Educación, la carreta y los bueyes

La semana pasada reflexionábamos en este mismo espacio al respecto de los estudiantes de excelencia. Lo hacíamos a partir de las cifras que reporta el quinto informe anual del gobernador, Eruviel Ávila, entregado precisamente el día de hoy. El tema central era que, sacando cuentas, los chicos a los que se había “premiado” (con la […]

La semana pasada reflexionábamos en este mismo espacio al respecto de los estudiantes de excelencia. Lo hacíamos a partir de las cifras que reporta el quinto informe anual del gobernador, Eruviel Ávila, entregado precisamente el día de hoy. El tema central era que, sacando cuentas, los chicos a los que se había “premiado” (con la entrega de una laptop) por ser “de excelencia” apenas representaban el 1% cada año. La cuestión discutida era si estamos apostándole a destinar recursos públicos para premiar a quienes excepcionalmente obtienen las más altas calificaciones, o si se debería reencausar ese dinero para generar condiciones educativas que no tengan a la excelencia por excepción sino por regla.

Los comentarios que recibía mi columna a través de redes sociales nos hacen volver a ese tema para revisar algunas cosas adicionales. En primer lugar es necesario señalar que el mecanismo de calificar a los estudiantes tiene la función de gestionar la carrera de cada uno de ellos, lo cual quiere decir que no necesariamente está midiendo capacidades y potencial, sino que está cumpliendo la labor administrativa de autorizar o no a cada estudiante a seguir el curso de una trayectoria escolar: apruebas, sigues; repruebas, te quedas.

Dado que el tipo de sociedad en que vivimos asigna funciones a diferentes sistemas que la integran, al educativo se le ha asignado una (no siempre grata) tarea de hacer selección social mediante prácticas pedagógicas.

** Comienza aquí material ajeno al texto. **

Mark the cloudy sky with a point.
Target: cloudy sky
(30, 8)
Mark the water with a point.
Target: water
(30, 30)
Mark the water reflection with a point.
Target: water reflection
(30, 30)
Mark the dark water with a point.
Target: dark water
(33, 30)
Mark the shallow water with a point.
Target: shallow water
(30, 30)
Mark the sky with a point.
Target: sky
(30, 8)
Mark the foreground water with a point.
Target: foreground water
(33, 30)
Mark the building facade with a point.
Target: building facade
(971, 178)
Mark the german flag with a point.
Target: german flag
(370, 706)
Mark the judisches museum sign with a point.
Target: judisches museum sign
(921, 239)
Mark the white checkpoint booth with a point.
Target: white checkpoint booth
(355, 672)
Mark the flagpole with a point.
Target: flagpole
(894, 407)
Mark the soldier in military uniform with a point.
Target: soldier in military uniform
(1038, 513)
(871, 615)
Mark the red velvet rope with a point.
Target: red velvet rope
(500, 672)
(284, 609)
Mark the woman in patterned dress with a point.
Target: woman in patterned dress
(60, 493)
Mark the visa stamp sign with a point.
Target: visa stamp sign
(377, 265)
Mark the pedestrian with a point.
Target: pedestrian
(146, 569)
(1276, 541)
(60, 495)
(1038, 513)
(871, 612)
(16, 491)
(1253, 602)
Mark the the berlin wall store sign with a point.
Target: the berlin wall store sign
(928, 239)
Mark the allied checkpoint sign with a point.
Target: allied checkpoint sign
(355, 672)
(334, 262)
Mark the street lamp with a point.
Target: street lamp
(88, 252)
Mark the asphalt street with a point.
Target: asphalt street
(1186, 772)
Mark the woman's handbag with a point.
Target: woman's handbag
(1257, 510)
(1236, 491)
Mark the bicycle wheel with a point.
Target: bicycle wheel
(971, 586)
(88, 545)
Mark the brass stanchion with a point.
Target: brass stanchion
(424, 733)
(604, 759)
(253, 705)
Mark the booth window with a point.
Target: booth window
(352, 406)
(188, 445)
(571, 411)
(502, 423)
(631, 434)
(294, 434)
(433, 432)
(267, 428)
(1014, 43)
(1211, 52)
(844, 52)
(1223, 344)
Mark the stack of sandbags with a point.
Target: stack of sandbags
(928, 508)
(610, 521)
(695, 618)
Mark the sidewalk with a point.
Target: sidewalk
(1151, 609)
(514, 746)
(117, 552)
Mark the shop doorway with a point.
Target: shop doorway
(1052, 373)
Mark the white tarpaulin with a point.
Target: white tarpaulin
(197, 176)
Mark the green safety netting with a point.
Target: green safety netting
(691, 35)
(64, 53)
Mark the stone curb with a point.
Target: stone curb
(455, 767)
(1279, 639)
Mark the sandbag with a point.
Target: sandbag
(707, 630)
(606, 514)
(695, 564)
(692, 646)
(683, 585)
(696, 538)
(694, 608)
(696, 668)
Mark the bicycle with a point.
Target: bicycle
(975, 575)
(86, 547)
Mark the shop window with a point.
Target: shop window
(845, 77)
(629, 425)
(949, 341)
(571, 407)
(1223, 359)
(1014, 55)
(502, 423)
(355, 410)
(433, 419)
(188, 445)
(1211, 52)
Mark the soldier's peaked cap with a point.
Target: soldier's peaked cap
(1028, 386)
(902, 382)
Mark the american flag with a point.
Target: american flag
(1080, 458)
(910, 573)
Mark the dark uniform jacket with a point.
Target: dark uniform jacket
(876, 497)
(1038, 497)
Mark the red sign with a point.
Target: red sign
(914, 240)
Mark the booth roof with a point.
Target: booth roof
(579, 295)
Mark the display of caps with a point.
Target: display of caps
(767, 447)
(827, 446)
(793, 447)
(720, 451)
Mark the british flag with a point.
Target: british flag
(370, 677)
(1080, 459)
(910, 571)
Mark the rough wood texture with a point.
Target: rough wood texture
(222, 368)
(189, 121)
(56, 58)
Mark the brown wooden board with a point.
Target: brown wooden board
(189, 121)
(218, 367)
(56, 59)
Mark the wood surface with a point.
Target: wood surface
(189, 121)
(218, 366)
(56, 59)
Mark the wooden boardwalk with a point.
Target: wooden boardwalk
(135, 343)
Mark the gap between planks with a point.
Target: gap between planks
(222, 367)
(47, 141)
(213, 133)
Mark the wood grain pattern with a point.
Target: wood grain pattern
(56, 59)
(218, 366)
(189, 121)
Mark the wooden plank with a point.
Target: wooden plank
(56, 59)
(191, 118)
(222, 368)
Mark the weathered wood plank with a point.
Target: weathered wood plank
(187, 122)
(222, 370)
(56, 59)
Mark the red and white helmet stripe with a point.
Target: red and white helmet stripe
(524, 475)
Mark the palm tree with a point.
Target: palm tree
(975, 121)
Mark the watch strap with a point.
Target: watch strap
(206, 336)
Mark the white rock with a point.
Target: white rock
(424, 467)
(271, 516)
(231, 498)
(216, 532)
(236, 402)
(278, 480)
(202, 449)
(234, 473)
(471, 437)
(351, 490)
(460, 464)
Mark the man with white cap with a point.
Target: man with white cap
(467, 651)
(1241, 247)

Básicamente se asigna al sistema educativo la tarea de promover aprendizajes entre la población joven y evaluar la asimilación de los mismos a través de distintos esquemas (el examen se ha mantenido en el centro por mucho tiempo).

En este marco, cuando la institución encargada de la educación en nuestro estado informa (a través del titular del ejecutivo) que de cada 100 estudiantes que hay en los niveles medio y superior sólo se “reconoció” en los últimos cinco años al 1% por ser “estudiantes de excelencia”, teniendo como evidencia su promedio de calificaciones, queda revelado de manera implícita que la gran mayoría de los estudiantes no tienen un buen nivel de desempeño, que no hay una garantía de que en las aulas se esté aprendiendo lo suficiente, a los ojos de la evaluación.

Otro tema es el que tiene que ver con si esos conocimientos y esa evaluación son los mecanismos adecuados para la selección social que lleva a cabo el sistema educativo, pues ocurre que muchos de esos “estudiantes de excelencia”, al concluir sus estudios terminan en el desempleo o subempleo. Igualmente merece atención aparte el asunto de la inclusión, pues según el INEGI hasta 42.6% de la población mexiquense que está entre los 3 y 30 años de edad no asistía a una institución educativa, siendo que es el rango de edad en donde se supone los niños y jóvenes deben estar en las aulas.

Entonces, la escuela lo que hace es gestionar la carrera de los individuos, ello se traduce en un mecanismo de selección social (que no es el único, pues económicamente ya se está excluyendo a muchos de entrar siquiera al sistema escolar) que abre la puerta para algunos pero la cierra para otros, y se vale de la evaluación para ello; cuando se toma a esta última como criterio central para reconocer y premiar, se corre el riesgo de que la realidad (el mundo laboral, el mercado, la vida misma) difiera en la calificación asignada y repruebe a nuestros jóvenes relegándolos a tener un panorama limitado de oportunidades.

Cuando se presenta como un resultado de la gestión gubernamental el haber “premiado” a los alumnos de excelencia es necesario detenerse a pensar si no se pone la carreta delante de los bueyes.